Blake Elliott is an exception to both rules. She vacationed here, and now she lives here.
Joining the music scene
Blake hosts an open mic every Monday night at Left Foot Charley Winery in Traverse City. While you never know for sure what you’ll hear there, it’s mostly singer-songwriters with guitars like Blake herself.
When she started out writing songs, she styled herself after Ani DiFranco and other young folk artists. Lately, she’s been veering into a jazzier, bluesier sound. She dresses the part with her trademark red lipstick and retro-style dresses.
"I always watched old movies and thought those women were very classy. I always thought that was what it was to grow up and be an adult. So I think I probably get treated better than I did when I had a shaved head and piercings in my face and things like that," she says, laughing.
Blake is one-half black. There’s also Irish, German and Caribbean in her background. Her musical sound is also a mixture, and she thinks it’s a good fit for the changing music scene.
"There was the jazz crowd and there was the folk crowd and some smatterings of other music in between," Blake says. "And I’m starting to see that change a bit. And the style of music that’s being played I think is starting to be a little bit more varied."
Finding home on vacation
It wasn’t the music that brought her, though. Blake Elliott has wanted to live here since she was a little kid growing up in Ann Arbor and vacationing here.
"The pace of life was different," she says. "I appreciated it a lot more because being downstate for the majority of the year and then getting to spend a few weeks up here was always the most amazing time, and I always felt the most complete."
But black people don’t tend to vacation here, just like they don’t tend to live here. Black people make up only about 1 percent of the visitors here, a mirror of the local population.
Most black people outside of the South live in cities, and they originally came here from the South to work in factories, says John Cromartie, who follows population trends for the U.S. Department of Agriculture.
"I also think there’s an orientation for blacks living in northern cities," Cromartie says. "When they think about vacations, they are usually more oriented toward the South because that’s where their family roots are," he says.
And the Deep South is still the only area of the U.S. with a rural black population of any size at all. That’s why some blacks feel out of place in an area like northern Michigan.
Not feeling at home
TJ Muhammad is a friend of Blake Elliott’s. He knew very little about the area before he came here for a job opening as a shift supervisor at Cherry Capital Airport.
Outside of work, he says there’s not a lot here to make a young black man feel at home.
"You know I have talked to other African-Americans here in town and they say, 'I can’t wait to get off for the weekend so I can go back home' and I’m like, 'True that. I hear you on that,'" TJ says.
He’s joined a rugby team and made some friends.
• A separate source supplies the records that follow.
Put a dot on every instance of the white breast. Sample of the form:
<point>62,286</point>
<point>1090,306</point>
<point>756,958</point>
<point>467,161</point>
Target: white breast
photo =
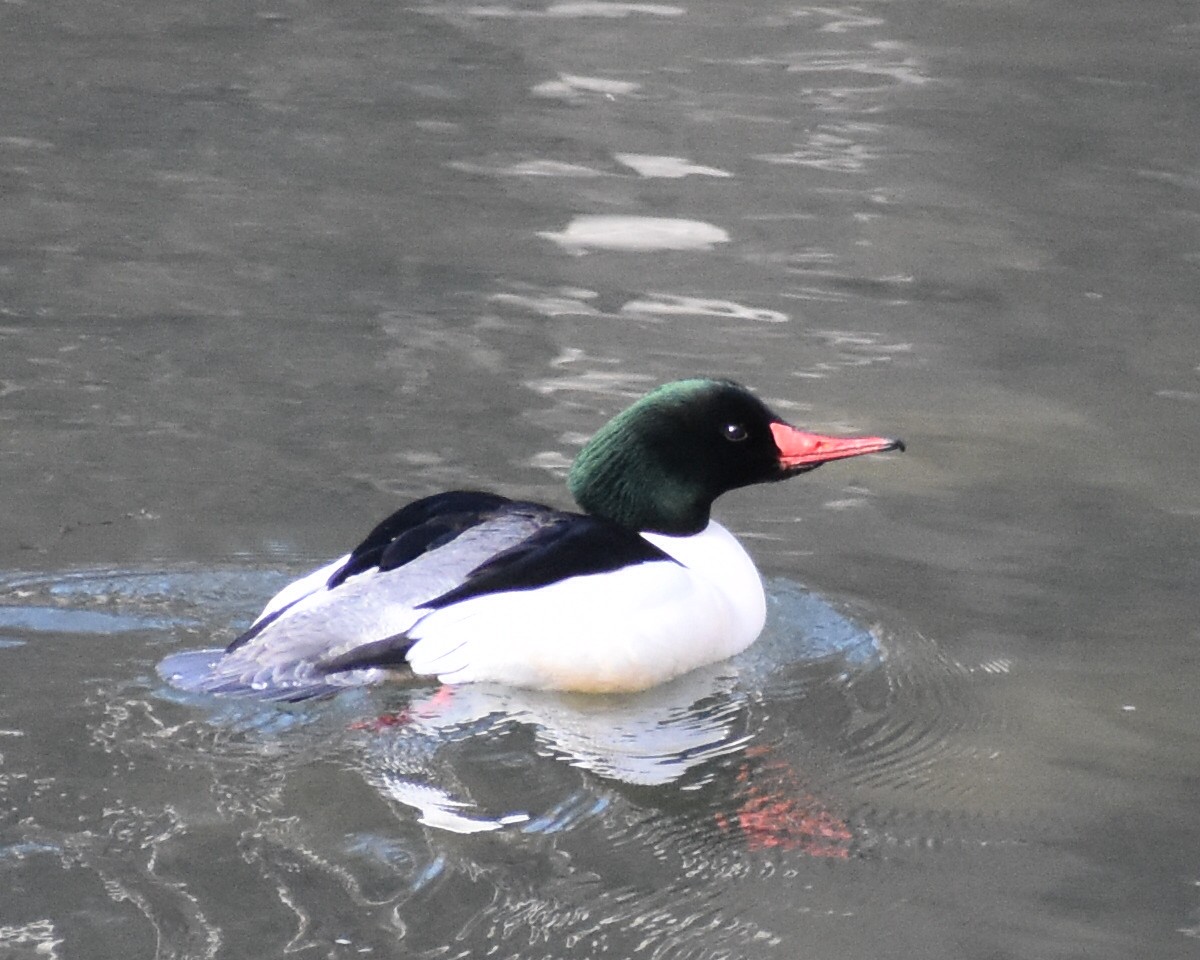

But he still misses the socializing that goes on in barber shops in Chicago.
Worst of all though, he feels he has to keep his guard up more while living here.
He recalls this incident:
"I live up on the Peninsula, and I had a police officer pull me over, and he was like, 'Young man, do you live around here?' And I’m like, 'Yes, I live right up the street here.' He’s like, 'No, do you live around here?' I said, 'Yes, I live right up the street.' He’s like, 'What are you doing over here?'"
After a while, the officer let him go.
A different experience
Blake Elliott, on the other hand, says her experience here has been positive. She acknowledges that may have to do with her relatively light complexion.
And her time here as an adult has only reinforced the positive feelings she had as a child.
"I feel like the most authentic version of myself," she says. "I felt that at 15 years old, coming up here and thinking I want to be here now. I want to make this my life at some point. It took me about 10 years to do it, but I was able to do it."
She says she might be able to make more money as a musician downstate. But she says it’s too much of a "rat race" down there.